Education Reductions in Correctional Facilities Threaten Community Security, Oversight Body Alerts
Decreases to learning initiatives within correctional institutions are hindering inmates' work and skill development opportunities, in the long run posing a risk to public safety, as stated by a new analysis from a correctional watchdog body.
Cycle of Reoffending Linked to Shortage of Education
Habitual criminals often cause mayhem in their communities due to the inability of prisons to offer sufficient education and employment opportunities that could help disrupt the cycle of criminal behavior, the analysis noted.
I hold significant concerns about the effect of real-terms education funding reductions on currently inadequate services and about the lack of genuine appetite and ambition for improvement that this signifies.”
Funding Cuts Endanger Reform Efforts
Despite commitments to enhance availability to learning, spending on frontline learning services in correctional institutions is being cut by up to 50%, per recent reports.
While the total training allocation has remained unchanged, the expense of program contracts has soared, as claimed by prison governors.
- Just 31% of former inmates are working half a year after leaving prison
- 94 of 104 inspected prisons were rated “inadequate” or “below standard” for meaningful engagement
- Typical participation in educational activities was just 67% in inspected institutions
Insufficient Situations Hinder Rehabilitation
Overcrowding, a shortage of workshop space, equipment failures, and aging infrastructure have compounded the problem, according to the report.

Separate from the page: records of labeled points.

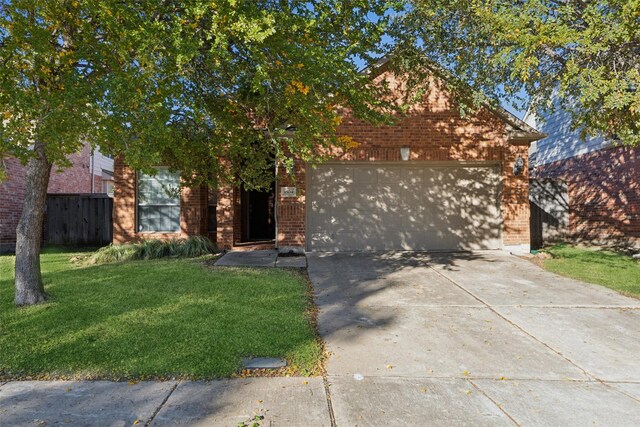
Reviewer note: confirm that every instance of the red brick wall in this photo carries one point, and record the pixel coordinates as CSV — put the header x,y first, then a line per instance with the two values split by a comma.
x,y
434,131
193,209
291,211
604,195
74,179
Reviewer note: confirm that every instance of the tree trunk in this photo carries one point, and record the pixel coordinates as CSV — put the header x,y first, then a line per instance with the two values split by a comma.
x,y
29,287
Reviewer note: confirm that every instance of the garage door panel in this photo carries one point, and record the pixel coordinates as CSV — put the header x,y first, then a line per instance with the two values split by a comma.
x,y
396,207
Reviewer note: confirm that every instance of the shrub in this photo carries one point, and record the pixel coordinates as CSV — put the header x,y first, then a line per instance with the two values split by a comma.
x,y
151,249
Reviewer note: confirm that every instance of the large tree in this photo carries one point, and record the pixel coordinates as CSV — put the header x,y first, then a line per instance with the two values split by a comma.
x,y
183,83
583,54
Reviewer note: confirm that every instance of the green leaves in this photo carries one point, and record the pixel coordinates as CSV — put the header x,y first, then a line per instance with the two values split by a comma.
x,y
188,83
585,53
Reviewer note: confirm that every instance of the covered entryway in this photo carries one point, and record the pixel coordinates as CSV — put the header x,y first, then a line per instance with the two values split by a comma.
x,y
258,222
404,206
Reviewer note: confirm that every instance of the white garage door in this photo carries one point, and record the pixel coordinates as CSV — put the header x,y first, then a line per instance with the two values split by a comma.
x,y
365,207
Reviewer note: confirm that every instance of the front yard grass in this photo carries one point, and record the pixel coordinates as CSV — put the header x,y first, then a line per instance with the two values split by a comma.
x,y
610,269
154,319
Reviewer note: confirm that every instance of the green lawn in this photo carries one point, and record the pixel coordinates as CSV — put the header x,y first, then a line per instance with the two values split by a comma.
x,y
610,269
154,319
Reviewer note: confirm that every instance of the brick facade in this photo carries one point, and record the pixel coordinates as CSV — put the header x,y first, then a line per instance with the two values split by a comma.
x,y
74,179
193,209
603,193
434,131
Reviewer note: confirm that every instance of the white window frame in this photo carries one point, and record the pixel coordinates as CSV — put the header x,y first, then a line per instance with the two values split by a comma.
x,y
138,205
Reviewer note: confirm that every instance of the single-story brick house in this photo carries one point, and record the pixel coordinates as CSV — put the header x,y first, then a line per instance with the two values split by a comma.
x,y
588,189
434,181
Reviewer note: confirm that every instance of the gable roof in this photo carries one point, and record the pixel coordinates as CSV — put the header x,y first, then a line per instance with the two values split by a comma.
x,y
518,132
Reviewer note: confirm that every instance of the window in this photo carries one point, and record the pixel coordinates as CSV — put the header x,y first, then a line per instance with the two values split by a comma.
x,y
212,205
159,201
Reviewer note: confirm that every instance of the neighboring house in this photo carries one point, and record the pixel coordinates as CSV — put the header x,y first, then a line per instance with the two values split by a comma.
x,y
457,190
90,172
587,190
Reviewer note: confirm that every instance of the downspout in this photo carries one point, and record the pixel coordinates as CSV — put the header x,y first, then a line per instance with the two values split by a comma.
x,y
275,207
92,170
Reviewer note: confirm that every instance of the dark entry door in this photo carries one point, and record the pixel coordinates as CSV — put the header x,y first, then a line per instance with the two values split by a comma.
x,y
261,221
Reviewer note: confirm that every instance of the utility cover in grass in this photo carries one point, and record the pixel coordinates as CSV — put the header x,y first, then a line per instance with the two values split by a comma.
x,y
263,363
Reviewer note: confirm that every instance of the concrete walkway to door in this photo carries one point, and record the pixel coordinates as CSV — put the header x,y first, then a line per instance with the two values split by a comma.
x,y
478,339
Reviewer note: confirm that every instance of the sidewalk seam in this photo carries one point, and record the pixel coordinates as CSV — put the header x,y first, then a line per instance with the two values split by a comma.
x,y
499,406
327,392
155,413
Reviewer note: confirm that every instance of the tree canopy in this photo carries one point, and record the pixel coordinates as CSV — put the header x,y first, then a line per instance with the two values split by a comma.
x,y
186,82
583,54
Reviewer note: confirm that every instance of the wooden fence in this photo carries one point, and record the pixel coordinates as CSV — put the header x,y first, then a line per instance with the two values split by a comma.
x,y
79,219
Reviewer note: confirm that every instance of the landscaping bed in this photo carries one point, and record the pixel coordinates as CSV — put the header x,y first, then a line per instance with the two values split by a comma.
x,y
168,318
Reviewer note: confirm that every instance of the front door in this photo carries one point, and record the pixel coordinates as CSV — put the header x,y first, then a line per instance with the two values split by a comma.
x,y
259,215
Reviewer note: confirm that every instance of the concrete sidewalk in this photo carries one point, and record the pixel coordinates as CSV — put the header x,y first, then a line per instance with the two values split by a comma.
x,y
260,401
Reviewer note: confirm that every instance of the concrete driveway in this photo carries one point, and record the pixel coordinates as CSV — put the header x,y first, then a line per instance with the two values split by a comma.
x,y
478,339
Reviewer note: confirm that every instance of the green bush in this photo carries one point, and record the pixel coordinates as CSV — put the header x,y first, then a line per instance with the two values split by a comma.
x,y
152,249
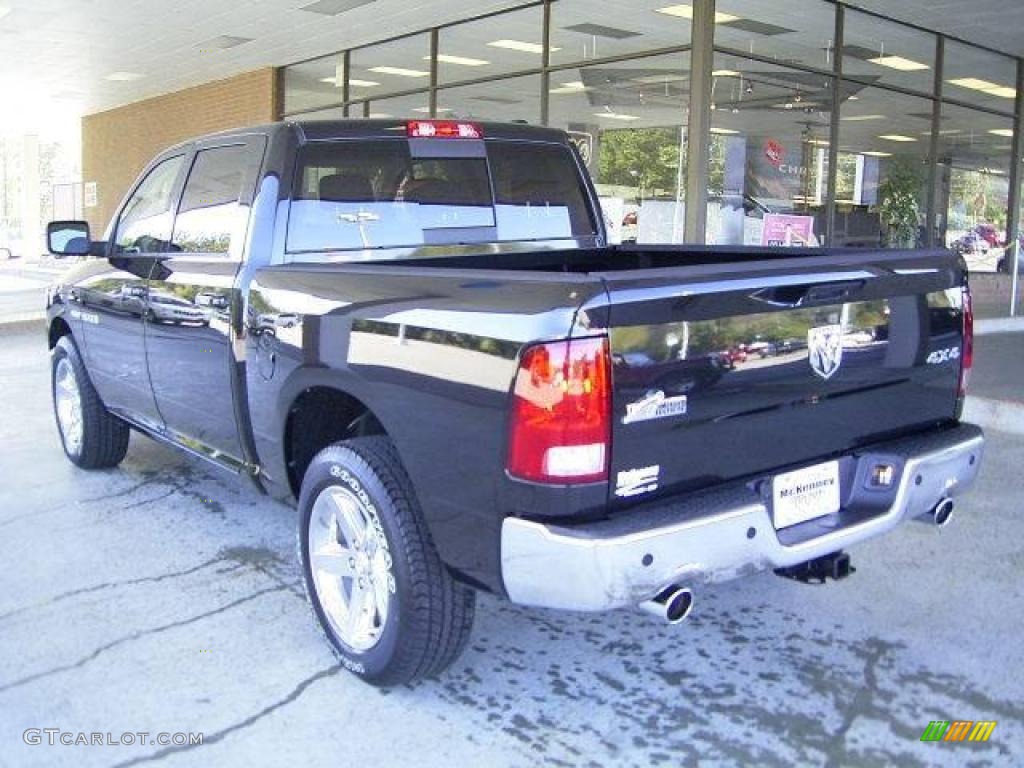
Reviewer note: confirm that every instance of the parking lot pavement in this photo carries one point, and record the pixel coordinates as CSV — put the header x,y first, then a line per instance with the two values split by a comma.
x,y
165,597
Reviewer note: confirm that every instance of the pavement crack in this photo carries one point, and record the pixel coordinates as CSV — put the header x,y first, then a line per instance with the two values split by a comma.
x,y
134,636
213,738
115,585
863,702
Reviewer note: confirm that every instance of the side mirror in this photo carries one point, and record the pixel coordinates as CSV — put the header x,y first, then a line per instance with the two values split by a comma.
x,y
68,239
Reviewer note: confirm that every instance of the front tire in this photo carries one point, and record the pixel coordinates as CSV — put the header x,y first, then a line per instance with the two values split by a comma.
x,y
380,593
92,437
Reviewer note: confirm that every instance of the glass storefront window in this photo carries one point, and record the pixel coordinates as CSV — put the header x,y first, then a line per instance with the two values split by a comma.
x,y
587,30
767,180
791,31
974,184
629,119
515,98
882,169
334,113
495,45
401,65
312,84
978,77
886,52
409,105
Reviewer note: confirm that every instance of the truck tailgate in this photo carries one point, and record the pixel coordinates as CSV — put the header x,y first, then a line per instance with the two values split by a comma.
x,y
725,371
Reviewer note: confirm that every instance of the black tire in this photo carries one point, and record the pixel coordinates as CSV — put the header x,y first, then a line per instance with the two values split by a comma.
x,y
430,615
104,437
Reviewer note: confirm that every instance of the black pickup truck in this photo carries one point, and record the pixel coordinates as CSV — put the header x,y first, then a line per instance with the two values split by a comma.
x,y
418,330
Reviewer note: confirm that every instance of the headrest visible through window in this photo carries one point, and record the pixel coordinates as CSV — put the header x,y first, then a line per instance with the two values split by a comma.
x,y
346,187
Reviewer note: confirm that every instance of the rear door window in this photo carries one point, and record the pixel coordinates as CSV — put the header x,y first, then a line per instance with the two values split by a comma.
x,y
368,195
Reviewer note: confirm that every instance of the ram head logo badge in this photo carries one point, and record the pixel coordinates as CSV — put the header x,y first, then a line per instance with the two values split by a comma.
x,y
824,347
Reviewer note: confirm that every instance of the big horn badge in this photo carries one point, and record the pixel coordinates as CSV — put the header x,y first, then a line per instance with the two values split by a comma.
x,y
824,346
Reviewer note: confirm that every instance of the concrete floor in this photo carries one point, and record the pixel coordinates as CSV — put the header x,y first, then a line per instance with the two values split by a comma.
x,y
162,596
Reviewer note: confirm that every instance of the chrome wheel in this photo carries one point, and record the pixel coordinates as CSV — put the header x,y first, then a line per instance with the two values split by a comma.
x,y
351,566
68,402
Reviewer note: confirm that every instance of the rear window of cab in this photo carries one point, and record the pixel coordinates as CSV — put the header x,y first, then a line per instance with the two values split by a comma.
x,y
353,196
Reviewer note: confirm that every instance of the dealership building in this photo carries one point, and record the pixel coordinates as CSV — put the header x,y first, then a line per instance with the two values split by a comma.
x,y
735,122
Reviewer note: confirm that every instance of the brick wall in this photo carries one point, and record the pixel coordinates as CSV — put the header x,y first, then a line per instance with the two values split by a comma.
x,y
118,143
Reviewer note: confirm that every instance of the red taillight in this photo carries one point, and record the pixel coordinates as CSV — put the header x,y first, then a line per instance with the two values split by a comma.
x,y
442,129
967,352
561,413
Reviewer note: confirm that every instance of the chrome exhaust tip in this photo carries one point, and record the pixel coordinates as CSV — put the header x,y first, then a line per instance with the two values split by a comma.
x,y
673,604
942,513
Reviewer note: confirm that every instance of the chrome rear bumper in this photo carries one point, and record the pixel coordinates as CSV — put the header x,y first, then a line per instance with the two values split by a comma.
x,y
715,535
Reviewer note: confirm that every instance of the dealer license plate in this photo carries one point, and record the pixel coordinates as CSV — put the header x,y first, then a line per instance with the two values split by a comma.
x,y
805,494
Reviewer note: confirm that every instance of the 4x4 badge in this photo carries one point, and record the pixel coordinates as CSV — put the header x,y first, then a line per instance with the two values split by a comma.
x,y
824,345
654,406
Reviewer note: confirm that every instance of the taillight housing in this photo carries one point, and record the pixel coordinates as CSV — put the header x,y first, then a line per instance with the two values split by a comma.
x,y
967,351
560,429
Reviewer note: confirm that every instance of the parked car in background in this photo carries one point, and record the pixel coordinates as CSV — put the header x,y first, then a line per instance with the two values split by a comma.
x,y
970,244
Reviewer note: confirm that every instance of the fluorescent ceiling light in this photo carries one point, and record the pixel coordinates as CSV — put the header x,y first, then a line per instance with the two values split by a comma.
x,y
686,11
899,62
333,7
975,84
574,86
1003,92
985,86
660,78
223,42
519,45
400,72
614,116
464,60
124,77
356,83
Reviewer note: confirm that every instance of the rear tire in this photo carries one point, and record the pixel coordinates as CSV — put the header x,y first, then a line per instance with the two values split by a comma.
x,y
92,437
380,593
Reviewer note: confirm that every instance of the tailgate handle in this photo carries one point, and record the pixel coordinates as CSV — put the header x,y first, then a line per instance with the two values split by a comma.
x,y
797,296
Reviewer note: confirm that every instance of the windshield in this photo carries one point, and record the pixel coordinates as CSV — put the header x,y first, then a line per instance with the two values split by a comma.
x,y
365,195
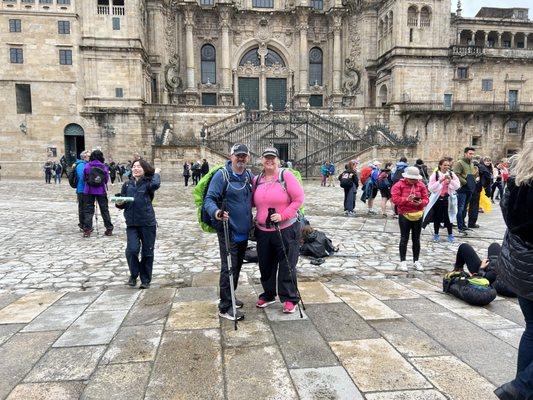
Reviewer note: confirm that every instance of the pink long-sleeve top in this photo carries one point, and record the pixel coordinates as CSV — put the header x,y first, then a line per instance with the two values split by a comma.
x,y
443,188
271,194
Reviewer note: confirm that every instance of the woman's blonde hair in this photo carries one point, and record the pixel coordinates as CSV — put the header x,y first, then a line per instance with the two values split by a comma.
x,y
522,164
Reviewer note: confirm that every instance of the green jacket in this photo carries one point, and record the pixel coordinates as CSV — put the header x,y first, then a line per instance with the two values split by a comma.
x,y
462,168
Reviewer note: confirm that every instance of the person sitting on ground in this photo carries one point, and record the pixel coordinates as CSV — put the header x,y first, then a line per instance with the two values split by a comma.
x,y
410,195
277,231
140,221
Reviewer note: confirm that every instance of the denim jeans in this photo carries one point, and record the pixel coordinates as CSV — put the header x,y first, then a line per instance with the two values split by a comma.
x,y
524,374
463,198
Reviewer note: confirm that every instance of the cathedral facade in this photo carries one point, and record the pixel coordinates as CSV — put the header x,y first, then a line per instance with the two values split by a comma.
x,y
169,78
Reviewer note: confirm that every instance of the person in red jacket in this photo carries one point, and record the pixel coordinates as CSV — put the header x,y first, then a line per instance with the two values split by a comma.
x,y
410,196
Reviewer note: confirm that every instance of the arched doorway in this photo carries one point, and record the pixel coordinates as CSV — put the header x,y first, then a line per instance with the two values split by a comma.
x,y
262,79
74,142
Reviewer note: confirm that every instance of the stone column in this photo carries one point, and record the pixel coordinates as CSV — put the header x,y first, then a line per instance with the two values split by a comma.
x,y
225,69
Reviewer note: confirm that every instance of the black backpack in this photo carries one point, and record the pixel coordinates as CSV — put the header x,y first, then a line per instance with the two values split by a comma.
x,y
73,177
96,177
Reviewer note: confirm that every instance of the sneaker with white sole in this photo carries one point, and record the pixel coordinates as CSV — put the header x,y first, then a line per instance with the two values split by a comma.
x,y
402,266
418,266
229,315
262,303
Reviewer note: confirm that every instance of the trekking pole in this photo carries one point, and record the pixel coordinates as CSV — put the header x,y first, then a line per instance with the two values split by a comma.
x,y
96,217
230,265
291,269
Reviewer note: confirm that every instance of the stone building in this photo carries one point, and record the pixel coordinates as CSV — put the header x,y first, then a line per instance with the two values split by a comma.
x,y
178,80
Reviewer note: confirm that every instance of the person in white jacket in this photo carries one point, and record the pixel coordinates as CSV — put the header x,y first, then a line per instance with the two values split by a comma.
x,y
442,207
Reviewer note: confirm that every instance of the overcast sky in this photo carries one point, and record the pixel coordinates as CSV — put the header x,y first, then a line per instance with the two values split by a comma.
x,y
471,7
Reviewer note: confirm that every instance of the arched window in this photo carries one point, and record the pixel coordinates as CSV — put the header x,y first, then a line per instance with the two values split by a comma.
x,y
412,16
425,17
273,58
251,57
315,67
209,64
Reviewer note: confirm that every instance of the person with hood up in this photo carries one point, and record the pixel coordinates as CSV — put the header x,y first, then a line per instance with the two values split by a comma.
x,y
516,265
96,177
410,195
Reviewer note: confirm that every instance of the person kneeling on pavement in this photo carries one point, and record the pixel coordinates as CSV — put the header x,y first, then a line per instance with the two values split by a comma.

Numerous inmates wait for extended periods to be allocated an activity space and are often assigned whatever is available, rather than instruction applicable to their career opportunities upon release.
Even when work went ahead, full-day jobs generally engaged prisoners for just a limited time per day, with numerous roles divided into part-time places to extend limited resources further.
Official Position and Future Initiatives
The prison service has a responsibility to protect the community by making inmates less likely to commit crimes again when they are freed, but too often it is falling short to meet this responsibility.
The best governors understand that prisons, and ultimately our society, are safer if prisoners are meaningfully occupied, and that education, training and work play a crucial role in encouraging inmates to reform.
It is understood that meaningful engagement can help to enable safe and proper correctional facilities and have a positive impact on reoffending rates.”
Until officials in the prison system take the provision of effective training and skill development more seriously, it is difficult to see how extremely high reoffending rates can be reduced.
Funding cuts are also likely to impede efforts to introduce a new reward-driven prison system that would enable prisoners to gain reductions their sentence by finishing work, skill development and learning courses.